- 著者
-
Andrew H. Morris
Brendan J. M. Bohannan
- 出版者
- Resources Economics Research Board
- 雑誌
- Resources Data Journal (ISSN:27581438)
- 巻号頁・発行日
- vol.2, pp.58-74, 2023-07-29 (Released:2023-07-29)
- 参考文献数
- 54
Microbiomes play a pivotal role in mediating essential ecosystem functions, yet understanding the relationship between microbiome composition and ecosystem function rates remains challenging. Directly manipulating microbiome composition proves difficult due to the impracticality of identifying key functional taxa beforehand, and microbiomes’ strong covariance with environmental drivers of function. To tackle these challenges, we conducted artificial selection on whole soil ecosystems over multiple generations to enrich microbial communities exhibiting high CH4 oxidation rates. This biologically “agnostic” approach minimizes assumptions about crucial taxa and weakens microbe-environment covariance through repeated passaging with fresh substrate. In response to selection, we observed a significant 50.7% increase in CH4 oxidation rate per passage compared to a randomly selected control.

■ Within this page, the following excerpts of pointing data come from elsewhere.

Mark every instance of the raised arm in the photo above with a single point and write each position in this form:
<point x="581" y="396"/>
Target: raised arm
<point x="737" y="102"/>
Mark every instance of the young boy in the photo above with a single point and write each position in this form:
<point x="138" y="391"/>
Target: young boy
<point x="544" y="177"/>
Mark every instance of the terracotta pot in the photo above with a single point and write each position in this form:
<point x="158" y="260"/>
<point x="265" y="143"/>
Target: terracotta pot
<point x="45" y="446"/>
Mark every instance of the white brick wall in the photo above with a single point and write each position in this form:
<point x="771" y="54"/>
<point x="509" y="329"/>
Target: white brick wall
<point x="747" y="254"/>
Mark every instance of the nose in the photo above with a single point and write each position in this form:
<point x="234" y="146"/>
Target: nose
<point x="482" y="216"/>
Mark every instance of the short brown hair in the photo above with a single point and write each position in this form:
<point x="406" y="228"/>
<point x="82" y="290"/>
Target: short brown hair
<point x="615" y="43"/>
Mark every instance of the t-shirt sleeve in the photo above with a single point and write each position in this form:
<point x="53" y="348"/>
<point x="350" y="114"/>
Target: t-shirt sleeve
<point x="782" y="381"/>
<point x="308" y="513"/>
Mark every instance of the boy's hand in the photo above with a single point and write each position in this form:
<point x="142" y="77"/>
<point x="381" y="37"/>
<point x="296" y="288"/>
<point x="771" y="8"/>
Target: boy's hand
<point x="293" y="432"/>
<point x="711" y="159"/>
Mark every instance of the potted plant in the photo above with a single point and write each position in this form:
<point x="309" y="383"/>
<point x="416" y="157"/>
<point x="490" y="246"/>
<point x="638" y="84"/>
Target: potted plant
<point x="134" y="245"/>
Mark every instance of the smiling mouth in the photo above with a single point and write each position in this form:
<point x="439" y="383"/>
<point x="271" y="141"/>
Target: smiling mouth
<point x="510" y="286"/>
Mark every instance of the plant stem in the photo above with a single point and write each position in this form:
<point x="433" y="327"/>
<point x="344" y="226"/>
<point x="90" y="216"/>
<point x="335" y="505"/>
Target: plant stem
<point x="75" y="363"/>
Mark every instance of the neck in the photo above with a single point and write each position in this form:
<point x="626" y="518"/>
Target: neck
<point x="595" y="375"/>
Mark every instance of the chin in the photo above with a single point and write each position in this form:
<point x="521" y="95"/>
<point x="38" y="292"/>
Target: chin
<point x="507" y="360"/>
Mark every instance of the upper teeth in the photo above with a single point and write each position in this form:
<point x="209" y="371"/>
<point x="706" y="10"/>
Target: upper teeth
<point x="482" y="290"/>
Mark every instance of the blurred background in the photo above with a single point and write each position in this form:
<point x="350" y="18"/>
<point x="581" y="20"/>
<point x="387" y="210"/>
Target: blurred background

While 31.5% of the CH4 oxidation rate variation in soils could be attributed to microbiome variation (not statistically significant), the selection did not enrich for known CH4 oxidizers. Instead, 12 families not previously associated with CH4 oxidation, such as Fimbriimonadaceae, Cytophagaceae, and Diplorickettsiaceae, were enriched. This finding challenges the conventional assumption that ecosystem function rates are limited by the final step in the microbial pathway. Our study underscores that microbiome composition can independently influence ecosystem function rates, regardless of the environment, and that such rates may not always be constrained by the final pathway step. Consequently, directly manipulating microbiome composition without altering the environment emerges as a viable strategy for managing ecosystem functions.